Whitney Houston began her singing career in a New Jersey church when she was 11. Doubtless few in attendance that day had any idea she would go on to sell over 170 million albums worldwide and leave a mark as one of the most celebrated vocalists—of any gender—of the 20th Century. Known for hits like “Saving All My Love For You,” “I Wanna Dance With Somebody (Who Loves Me),” “I Will Always Love You” (a Dolly Parton cover), “I’m Every Woman” (a Chaka Khan cover), and countless others, Houston was the recipient of six Grammys, two Emmys, 22 American Music Awards, and chart-topping success like no other female solo vocalist has ever known.

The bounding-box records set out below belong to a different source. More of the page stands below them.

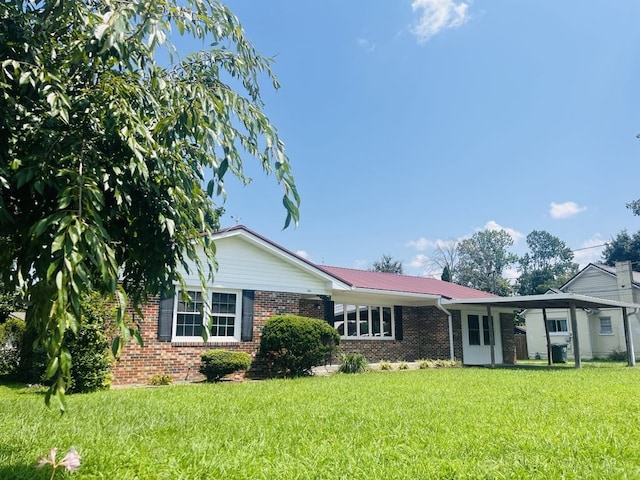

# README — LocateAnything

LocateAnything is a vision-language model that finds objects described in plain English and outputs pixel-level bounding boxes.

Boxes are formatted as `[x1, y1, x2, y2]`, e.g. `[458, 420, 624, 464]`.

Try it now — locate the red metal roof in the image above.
[318, 265, 495, 299]
[218, 225, 495, 299]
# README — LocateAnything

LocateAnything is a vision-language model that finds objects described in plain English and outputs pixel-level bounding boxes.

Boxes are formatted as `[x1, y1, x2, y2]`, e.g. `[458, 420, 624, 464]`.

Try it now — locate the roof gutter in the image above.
[436, 297, 456, 362]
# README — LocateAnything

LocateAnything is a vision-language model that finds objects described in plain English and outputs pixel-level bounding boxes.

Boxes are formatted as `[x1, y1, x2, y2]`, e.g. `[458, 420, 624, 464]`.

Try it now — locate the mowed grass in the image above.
[0, 366, 640, 479]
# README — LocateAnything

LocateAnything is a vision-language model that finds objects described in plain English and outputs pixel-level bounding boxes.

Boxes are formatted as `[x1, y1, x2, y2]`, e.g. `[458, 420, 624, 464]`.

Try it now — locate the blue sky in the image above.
[204, 0, 640, 275]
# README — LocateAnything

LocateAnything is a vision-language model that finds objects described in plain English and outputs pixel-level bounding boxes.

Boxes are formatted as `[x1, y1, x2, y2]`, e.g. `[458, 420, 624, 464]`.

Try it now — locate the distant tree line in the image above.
[371, 196, 640, 296]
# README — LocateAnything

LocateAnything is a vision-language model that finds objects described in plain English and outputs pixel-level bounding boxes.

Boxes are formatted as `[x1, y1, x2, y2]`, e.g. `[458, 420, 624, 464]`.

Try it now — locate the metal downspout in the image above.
[436, 298, 456, 362]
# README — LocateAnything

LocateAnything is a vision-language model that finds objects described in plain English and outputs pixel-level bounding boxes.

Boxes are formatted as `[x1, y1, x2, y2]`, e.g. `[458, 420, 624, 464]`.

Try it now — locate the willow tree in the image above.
[0, 0, 299, 406]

She had a once-in-a-lifetime voice, and if the outpouring of emotion in the wake of her passing on Feb. 11 is any indicator, the love she vocalized and put into her work was well reciprocated by the world her powerful singing touched.

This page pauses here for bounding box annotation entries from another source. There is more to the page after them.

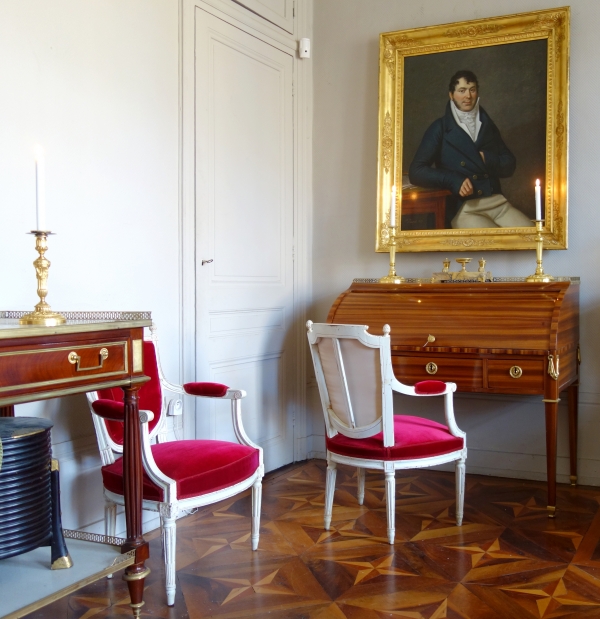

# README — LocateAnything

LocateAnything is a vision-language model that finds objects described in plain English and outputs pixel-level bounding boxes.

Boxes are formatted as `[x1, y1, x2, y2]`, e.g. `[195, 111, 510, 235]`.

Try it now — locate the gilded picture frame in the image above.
[376, 7, 570, 252]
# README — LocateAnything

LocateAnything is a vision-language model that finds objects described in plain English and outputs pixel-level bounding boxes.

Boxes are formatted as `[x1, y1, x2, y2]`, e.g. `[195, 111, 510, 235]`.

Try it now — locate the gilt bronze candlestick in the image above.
[19, 230, 67, 327]
[379, 226, 406, 284]
[525, 219, 554, 282]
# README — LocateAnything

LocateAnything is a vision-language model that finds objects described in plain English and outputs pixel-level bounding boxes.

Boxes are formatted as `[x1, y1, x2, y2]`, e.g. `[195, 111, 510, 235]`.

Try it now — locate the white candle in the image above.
[390, 185, 396, 228]
[34, 144, 46, 230]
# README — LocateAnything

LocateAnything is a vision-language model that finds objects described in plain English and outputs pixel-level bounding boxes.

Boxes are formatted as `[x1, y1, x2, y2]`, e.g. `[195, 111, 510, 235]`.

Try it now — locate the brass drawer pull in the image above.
[508, 365, 523, 378]
[423, 334, 435, 348]
[67, 348, 108, 372]
[425, 361, 437, 374]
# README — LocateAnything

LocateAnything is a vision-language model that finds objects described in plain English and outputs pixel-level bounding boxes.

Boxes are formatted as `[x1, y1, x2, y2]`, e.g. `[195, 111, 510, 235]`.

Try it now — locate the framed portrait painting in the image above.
[376, 7, 569, 252]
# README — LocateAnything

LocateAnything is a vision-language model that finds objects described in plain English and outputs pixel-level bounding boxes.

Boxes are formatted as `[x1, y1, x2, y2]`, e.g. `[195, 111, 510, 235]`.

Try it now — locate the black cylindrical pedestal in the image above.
[0, 417, 70, 567]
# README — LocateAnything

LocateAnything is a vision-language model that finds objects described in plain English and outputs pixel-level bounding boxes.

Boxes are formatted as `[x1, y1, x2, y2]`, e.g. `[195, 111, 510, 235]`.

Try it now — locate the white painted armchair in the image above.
[306, 320, 467, 544]
[87, 326, 264, 606]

It is likewise true that although Houston attained remarkable success by any measure—fiscal, creative, performance or popular—the shadow of substance abuse will always loom large in any discussion of her legacy. Her final album, 2009’s I Look To You was the fastest-selling debut of her career, and yet, the tour to follow floundered. Already two years divorced, she’d forever be associated with her ex-husband, Bobby Brown, and forever associated with their joint turbulent past, the perceived fall from grace in the public eye. Arrest incidents. Rumors. Entertainment news. If I Look To You showed anything, it was that the world still wanted to believe in Whitney Houston, still wanted to believe she could conquer her past and join the ranks of the greatest soul singers of all time.
Houston will never have her “Aretha Franklin singing at Barrack Obama’s inauguration” moment, and in a way, both she and the world are cheated of it. She’ll never be the grand dame of either pop, gospel or R&B that she should have been. I Look To You is fitting as a step in what was to be an ongoing return to prominence, but it was hardly an epitaph for a woman who influenced a generation of singers. Houston would hardly be alone in making her greatest impacts with her earliest work—across genres, it’s an almost universal notion—but as the league of vocalists in her wake came to prominence over the last decade, Houston wasn’t there to guide them, and now she won’t be there to stand and enjoy her enduring significance as their maturity influences the next round in turn.
But aside from being one of the most important singers of her day, and aside from being an artist whose work touched millions across the world and across time, Whitney Houston was a troubled person, and in the end, her untimely death reminds that even those who seem to have everything can feel outmatched or overtaken by forces other than themselves. As the Grammys pay tribute and other artists, producers, record companies, film producers, etc., pay tribute, they’re doing so in part not just for the passing of Whitney Houston, but for the passing of Whitney Houston’s potential, for what could have been both in the future and already in a different past had her life taken another course. Somehow, the mourning seems all the more potent for that.
Rest in peace Whitney Elizabeth Houston. Too soon.